Acute BOEC retention. Confocal microscopy documents multiple clusters (A1) and singlets (A2) of Cherry‐labeled BOECs (red), 24 hours after intramuscular injection into the ischemic hindlimb. These findings were confirmed by immunofluorescence microscopy for human CD31 (red; labeling only transplanted cells) and BS‐I‐Lectin (green; labeling host endothelium) (B1) and in situ hybridization for primate‐specific ALU‐repeat sequences (dark blue) on the respective adjacent slides (B2) (scale bar, 100 μm). Clusters and singlets of human BOECs are indicated by white arrows. ALU indicates *Arthrobacter luteus*; BOEC(s), blood outgrowth endothelial cell(s); CON indicates healthy young controls; ICMP, ischemic cardiomyopathy patients.

Doppler flow index at inclusion (5 days after hindlimb ischemia surgery) was similar in all groups (vehicle control: 35.9±1.5; CON‐BOECs: 35.5±1.8; ICMP‐BOECs: 35.9±2.0; P=0.98). High‐resolution angio microCT of the upper leg confirmed enhanced BOEC‐mediated arteriogenesis in comparison to vehicle control, 21 days after surgery (Figure 9).
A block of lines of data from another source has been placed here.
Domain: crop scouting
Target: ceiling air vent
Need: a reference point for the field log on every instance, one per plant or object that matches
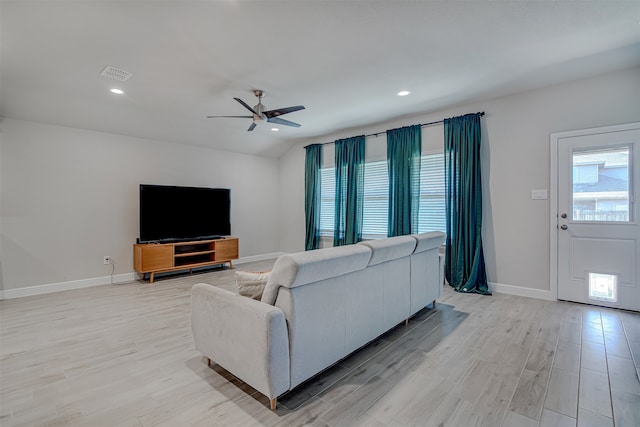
(115, 74)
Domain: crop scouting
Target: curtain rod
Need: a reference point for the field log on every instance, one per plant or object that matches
(380, 133)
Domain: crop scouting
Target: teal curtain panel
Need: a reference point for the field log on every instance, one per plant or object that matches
(349, 156)
(313, 163)
(404, 147)
(464, 259)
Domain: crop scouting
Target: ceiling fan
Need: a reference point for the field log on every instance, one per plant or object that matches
(260, 113)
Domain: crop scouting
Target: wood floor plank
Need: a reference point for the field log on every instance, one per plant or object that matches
(554, 419)
(587, 418)
(123, 355)
(562, 393)
(595, 392)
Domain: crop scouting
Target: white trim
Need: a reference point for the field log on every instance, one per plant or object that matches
(500, 288)
(65, 286)
(553, 193)
(104, 280)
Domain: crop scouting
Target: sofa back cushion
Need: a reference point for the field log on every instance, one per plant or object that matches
(431, 240)
(384, 250)
(302, 268)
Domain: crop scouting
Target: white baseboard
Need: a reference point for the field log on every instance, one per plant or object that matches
(104, 280)
(521, 291)
(65, 286)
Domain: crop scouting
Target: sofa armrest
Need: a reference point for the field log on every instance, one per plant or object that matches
(246, 337)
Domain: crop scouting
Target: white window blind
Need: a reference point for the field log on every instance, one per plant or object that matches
(376, 198)
(432, 194)
(327, 200)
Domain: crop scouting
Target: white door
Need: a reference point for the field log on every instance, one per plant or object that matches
(598, 231)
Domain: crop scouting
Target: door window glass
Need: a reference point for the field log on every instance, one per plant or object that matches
(601, 185)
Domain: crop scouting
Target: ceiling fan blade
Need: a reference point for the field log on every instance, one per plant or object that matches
(237, 117)
(283, 122)
(247, 106)
(280, 111)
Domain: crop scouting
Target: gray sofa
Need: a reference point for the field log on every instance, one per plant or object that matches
(318, 307)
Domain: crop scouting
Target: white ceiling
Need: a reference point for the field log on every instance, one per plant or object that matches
(344, 60)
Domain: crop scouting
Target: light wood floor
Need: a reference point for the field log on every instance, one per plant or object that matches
(122, 355)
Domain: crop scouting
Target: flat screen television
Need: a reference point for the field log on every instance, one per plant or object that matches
(173, 214)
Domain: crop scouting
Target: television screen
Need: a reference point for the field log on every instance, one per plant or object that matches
(170, 213)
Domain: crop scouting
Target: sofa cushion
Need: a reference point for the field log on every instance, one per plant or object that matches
(251, 284)
(384, 250)
(312, 266)
(426, 241)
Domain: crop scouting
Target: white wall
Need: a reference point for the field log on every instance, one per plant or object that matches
(70, 196)
(515, 160)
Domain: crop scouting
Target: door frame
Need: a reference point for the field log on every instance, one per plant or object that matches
(553, 192)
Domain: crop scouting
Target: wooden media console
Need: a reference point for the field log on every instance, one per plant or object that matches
(163, 257)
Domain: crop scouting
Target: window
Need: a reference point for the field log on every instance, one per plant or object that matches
(601, 185)
(376, 198)
(432, 194)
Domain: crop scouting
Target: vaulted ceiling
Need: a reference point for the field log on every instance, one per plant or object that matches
(344, 61)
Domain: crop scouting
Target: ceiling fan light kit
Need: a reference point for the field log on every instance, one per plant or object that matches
(260, 113)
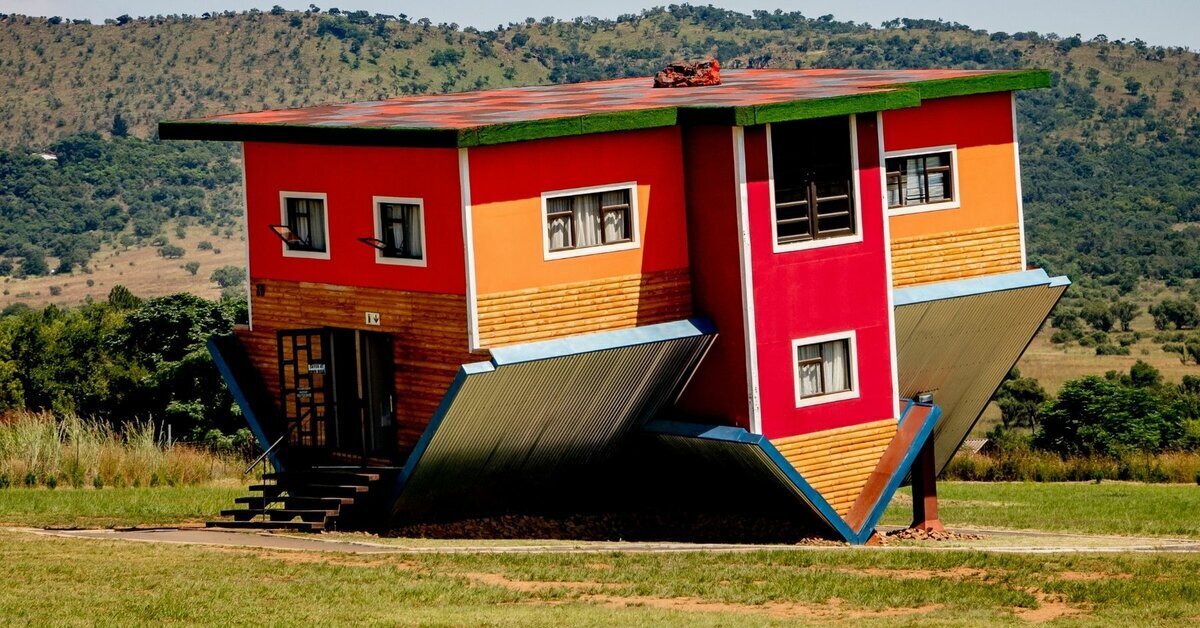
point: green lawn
(115, 507)
(77, 581)
(1107, 508)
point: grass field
(1107, 508)
(76, 581)
(117, 507)
(81, 581)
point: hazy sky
(1159, 22)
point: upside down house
(783, 295)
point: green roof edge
(1009, 81)
(900, 95)
(216, 131)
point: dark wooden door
(305, 394)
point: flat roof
(513, 114)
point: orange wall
(982, 127)
(507, 183)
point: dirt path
(995, 540)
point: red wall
(973, 120)
(718, 390)
(820, 291)
(351, 175)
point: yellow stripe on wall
(957, 255)
(570, 309)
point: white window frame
(634, 219)
(851, 336)
(954, 203)
(857, 237)
(376, 201)
(283, 220)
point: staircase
(312, 501)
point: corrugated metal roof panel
(539, 413)
(959, 340)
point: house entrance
(337, 389)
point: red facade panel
(718, 389)
(351, 177)
(814, 292)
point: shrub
(1182, 314)
(172, 251)
(1101, 417)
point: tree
(1020, 401)
(1181, 312)
(228, 276)
(1098, 315)
(1099, 417)
(120, 129)
(172, 251)
(1125, 312)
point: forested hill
(1110, 153)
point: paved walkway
(996, 540)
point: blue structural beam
(246, 388)
(757, 460)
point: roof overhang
(959, 339)
(875, 99)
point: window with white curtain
(589, 220)
(921, 178)
(306, 220)
(400, 231)
(825, 369)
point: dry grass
(42, 449)
(1177, 467)
(141, 269)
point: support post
(924, 491)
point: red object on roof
(683, 75)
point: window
(922, 178)
(400, 232)
(813, 180)
(305, 225)
(825, 369)
(581, 222)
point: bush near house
(120, 360)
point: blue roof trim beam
(537, 413)
(970, 287)
(239, 394)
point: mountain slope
(1109, 153)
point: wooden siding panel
(958, 255)
(429, 338)
(838, 462)
(571, 309)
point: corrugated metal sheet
(958, 340)
(510, 431)
(745, 472)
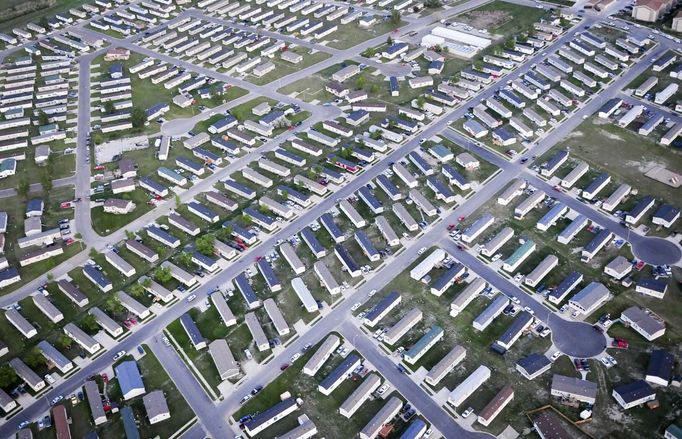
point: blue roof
(129, 424)
(415, 430)
(394, 83)
(384, 303)
(96, 276)
(128, 376)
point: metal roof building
(360, 395)
(106, 322)
(304, 294)
(269, 275)
(259, 337)
(192, 331)
(129, 379)
(321, 355)
(493, 310)
(55, 357)
(246, 290)
(223, 309)
(558, 294)
(467, 295)
(381, 309)
(326, 278)
(276, 316)
(399, 329)
(468, 386)
(95, 402)
(268, 417)
(574, 388)
(589, 298)
(386, 414)
(223, 359)
(308, 236)
(514, 331)
(338, 374)
(445, 365)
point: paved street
(573, 338)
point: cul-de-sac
(340, 219)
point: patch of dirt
(487, 19)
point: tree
(113, 305)
(136, 290)
(89, 323)
(34, 358)
(204, 244)
(138, 117)
(163, 274)
(23, 187)
(395, 17)
(8, 377)
(225, 232)
(64, 341)
(109, 107)
(43, 119)
(185, 258)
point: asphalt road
(339, 314)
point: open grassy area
(16, 208)
(625, 155)
(284, 68)
(20, 13)
(322, 410)
(502, 18)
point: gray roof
(155, 404)
(574, 386)
(192, 329)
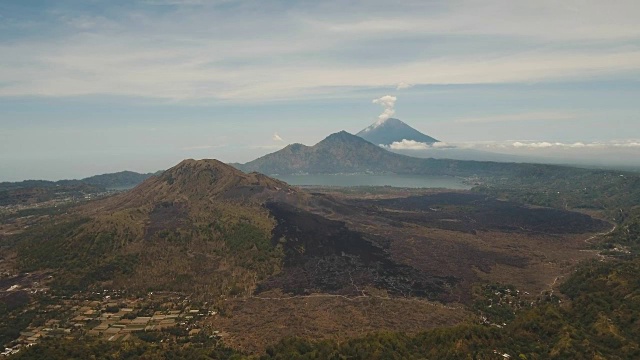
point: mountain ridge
(393, 130)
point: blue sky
(90, 87)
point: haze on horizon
(104, 86)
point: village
(111, 315)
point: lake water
(406, 181)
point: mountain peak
(198, 182)
(388, 131)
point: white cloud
(388, 102)
(202, 147)
(409, 145)
(415, 145)
(403, 85)
(267, 147)
(204, 53)
(528, 116)
(542, 145)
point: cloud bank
(189, 50)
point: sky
(89, 87)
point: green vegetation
(601, 322)
(56, 349)
(566, 188)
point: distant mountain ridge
(391, 130)
(346, 153)
(119, 179)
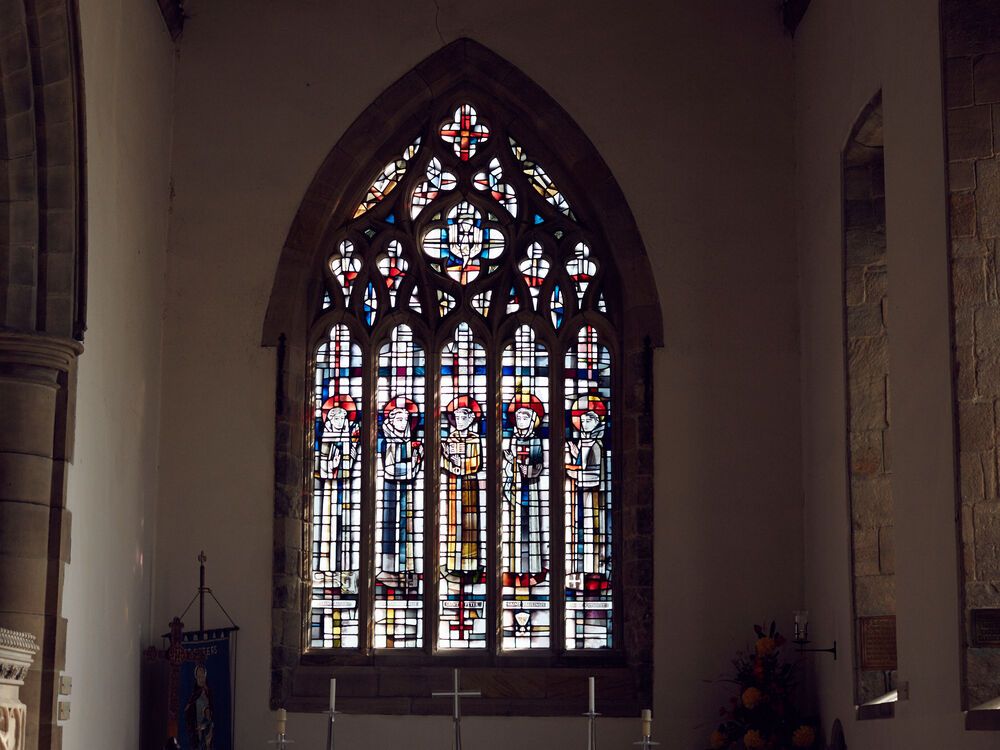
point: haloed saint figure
(198, 712)
(339, 447)
(523, 465)
(401, 460)
(462, 456)
(591, 519)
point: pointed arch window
(486, 450)
(478, 386)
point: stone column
(37, 384)
(17, 650)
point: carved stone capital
(17, 651)
(39, 349)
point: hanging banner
(205, 695)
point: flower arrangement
(762, 714)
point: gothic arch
(461, 69)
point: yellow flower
(765, 646)
(804, 736)
(751, 697)
(718, 740)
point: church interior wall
(691, 106)
(845, 53)
(112, 485)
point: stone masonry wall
(866, 332)
(972, 92)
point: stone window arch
(384, 311)
(866, 336)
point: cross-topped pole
(457, 694)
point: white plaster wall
(128, 62)
(845, 51)
(691, 106)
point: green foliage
(762, 713)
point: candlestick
(801, 631)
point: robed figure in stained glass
(462, 455)
(523, 465)
(590, 530)
(401, 460)
(339, 448)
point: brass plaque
(878, 643)
(986, 628)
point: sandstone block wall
(972, 93)
(866, 311)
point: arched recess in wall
(971, 31)
(463, 70)
(866, 337)
(42, 280)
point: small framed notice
(986, 628)
(878, 643)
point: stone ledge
(17, 651)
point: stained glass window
(524, 516)
(463, 242)
(345, 266)
(487, 450)
(387, 179)
(462, 560)
(481, 302)
(581, 268)
(438, 181)
(534, 268)
(541, 181)
(336, 512)
(492, 181)
(465, 133)
(393, 266)
(587, 394)
(399, 492)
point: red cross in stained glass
(465, 133)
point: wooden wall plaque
(878, 643)
(986, 628)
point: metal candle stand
(591, 729)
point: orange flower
(718, 740)
(765, 646)
(751, 697)
(804, 736)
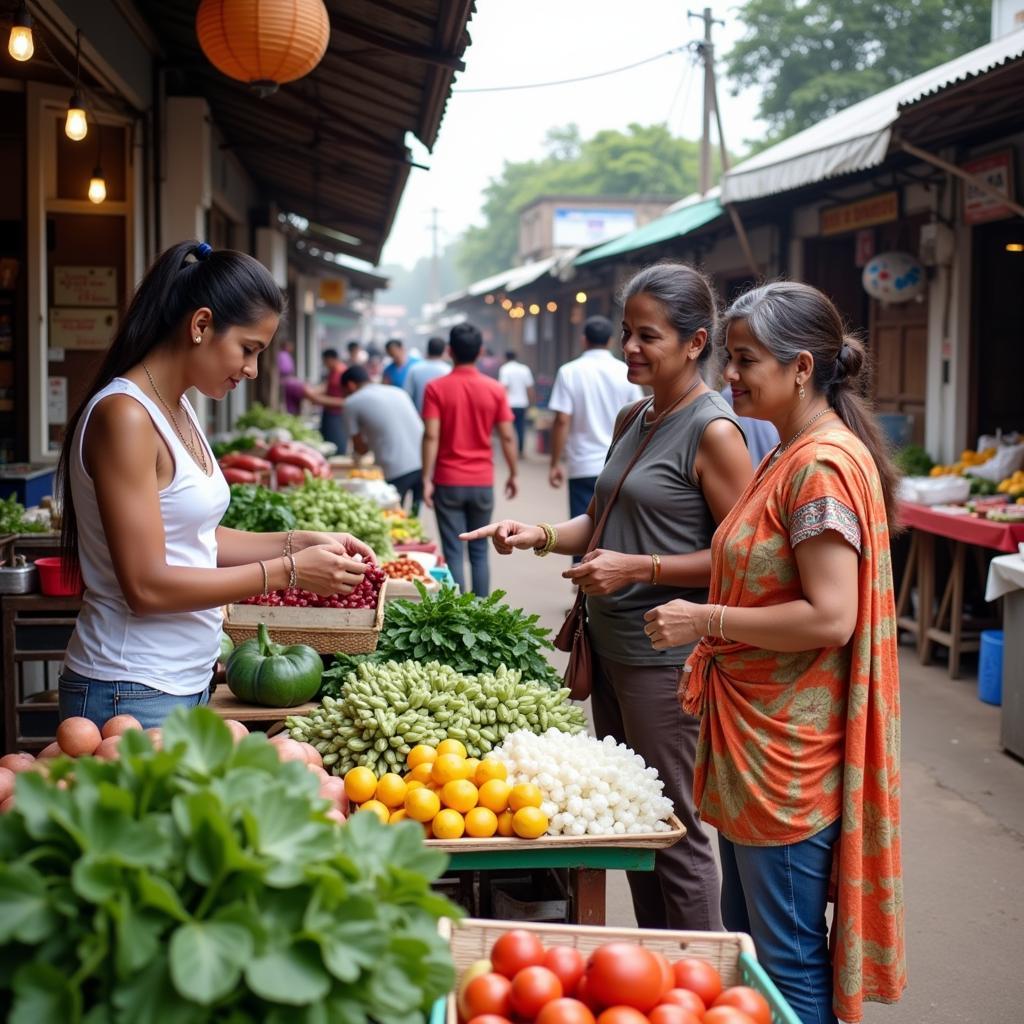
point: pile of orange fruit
(451, 795)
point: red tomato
(514, 950)
(687, 999)
(532, 989)
(567, 964)
(750, 1000)
(622, 1015)
(488, 993)
(698, 976)
(623, 974)
(669, 1013)
(726, 1015)
(565, 1012)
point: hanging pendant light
(263, 43)
(20, 45)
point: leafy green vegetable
(470, 634)
(259, 510)
(203, 883)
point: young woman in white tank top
(143, 496)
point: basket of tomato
(563, 974)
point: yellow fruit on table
(448, 824)
(481, 823)
(491, 768)
(460, 795)
(391, 790)
(524, 795)
(449, 767)
(529, 822)
(422, 804)
(421, 755)
(376, 807)
(360, 784)
(495, 795)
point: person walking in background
(395, 371)
(461, 413)
(383, 420)
(682, 464)
(517, 379)
(796, 678)
(423, 372)
(331, 397)
(587, 395)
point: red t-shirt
(468, 406)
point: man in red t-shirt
(460, 414)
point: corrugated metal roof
(859, 136)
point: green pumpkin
(263, 673)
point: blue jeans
(99, 700)
(459, 510)
(581, 492)
(778, 895)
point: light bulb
(20, 45)
(97, 186)
(76, 127)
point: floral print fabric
(790, 742)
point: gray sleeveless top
(660, 509)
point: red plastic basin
(51, 579)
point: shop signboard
(82, 328)
(879, 209)
(996, 170)
(85, 286)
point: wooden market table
(587, 859)
(963, 530)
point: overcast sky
(523, 41)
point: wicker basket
(730, 952)
(328, 631)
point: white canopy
(857, 137)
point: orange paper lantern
(263, 43)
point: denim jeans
(581, 492)
(99, 700)
(778, 895)
(459, 510)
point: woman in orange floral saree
(796, 677)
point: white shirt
(591, 389)
(172, 651)
(516, 377)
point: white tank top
(173, 652)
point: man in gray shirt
(383, 420)
(422, 373)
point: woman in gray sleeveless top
(654, 548)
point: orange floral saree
(790, 742)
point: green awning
(674, 224)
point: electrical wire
(582, 78)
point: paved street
(963, 806)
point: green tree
(643, 160)
(813, 57)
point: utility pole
(706, 48)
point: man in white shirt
(587, 396)
(517, 379)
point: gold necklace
(776, 455)
(198, 454)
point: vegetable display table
(587, 860)
(946, 626)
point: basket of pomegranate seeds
(350, 624)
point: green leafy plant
(203, 883)
(470, 634)
(257, 509)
Although total vessel length and the number of vessel branch points tended to be increased after BOEC delivery from both CON and ICMP (Figure 9B), therapeutic effects were confined to smaller arterioles with a diameter ranging from 32 to 64 μm (Figure 9D), corresponding to collateral arteries, as documented by Scholz and Schaper.17, 18 Importantly, increased arteriogenesis was observed after transplantation of BOECs from healthy young controls (P=0.048) and ICMP patients (P=0.025) over vehicle control, both to a similar extent (P=0.831). Clinically, BOECs were able to prevent additional amputations after cell delivery (5 days after hindlimb ischemia surgery). A total of 3 of 14 animals suffered from additional amputations after injections of vehicle control versus none in the BOEC‐injected groups.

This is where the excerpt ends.